The store is frequently messy. You have the store, future store cards from prosperity, item designs from chests and events, and random item designs. Hopefully they will all end up in the store, but in the beginning, each separate.
I thought about redesigning the box and incorporating the lengthwise stand into the side of the box, but...maybe that would be good for people who sleeve their store cards.

The design challenge was to have the dividers stay upright and solid, but be able to slide to accommodate more/less cards in the various stacks.
I originally made a groove in the stand and the dividers had little tongues to fit inside the groove - too many tolerance problems can come up that way.

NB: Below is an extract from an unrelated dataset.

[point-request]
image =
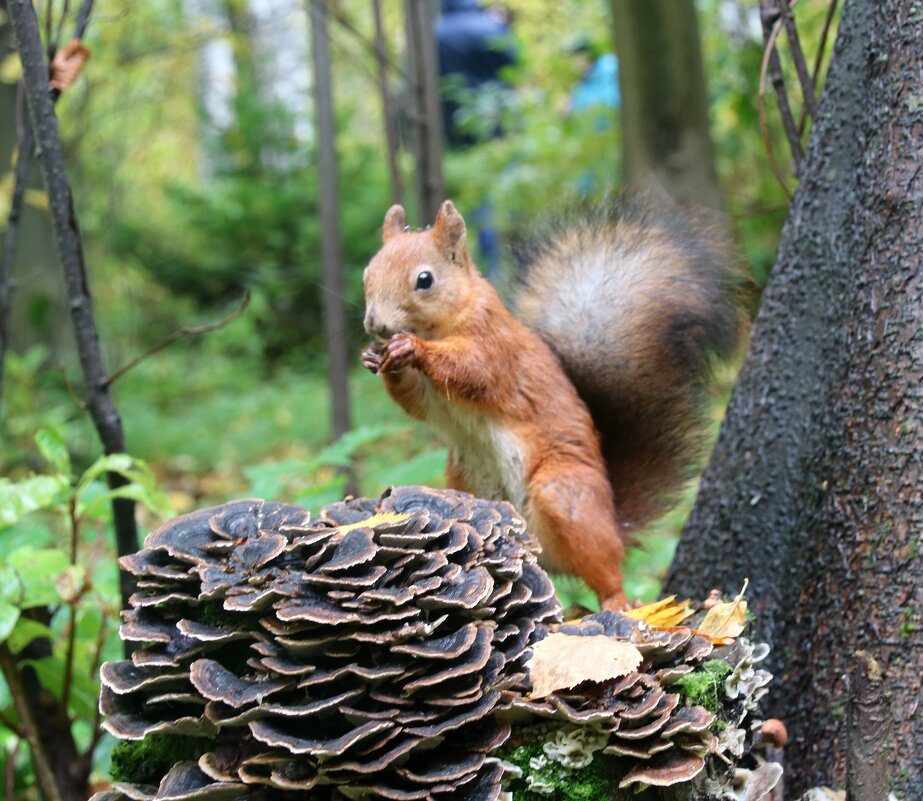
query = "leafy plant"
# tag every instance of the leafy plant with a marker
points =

Good Design: Don't make more headaches than you need - reduce complexity, especially multiple tolerances.

I removed one side of the groove (on the part closest to the box) and thickened the tongue to take up the same space. I also made the dividers thicker so they would stay vertical more easily.

Overall

  • My Gloomhaven storage method turned out really well. I might tweak some more storage boxes later, as demands come up.
  • I learned the knife tool a lot better. 
  • I addressed card mix-up issues for the store and events. 
  • I probably could have made the box from scratch, instead of a remix. 
    • Is it lazy to use code that's already there and suits your purposes? Existing box gets repurposed, I'll call that a mixed-win.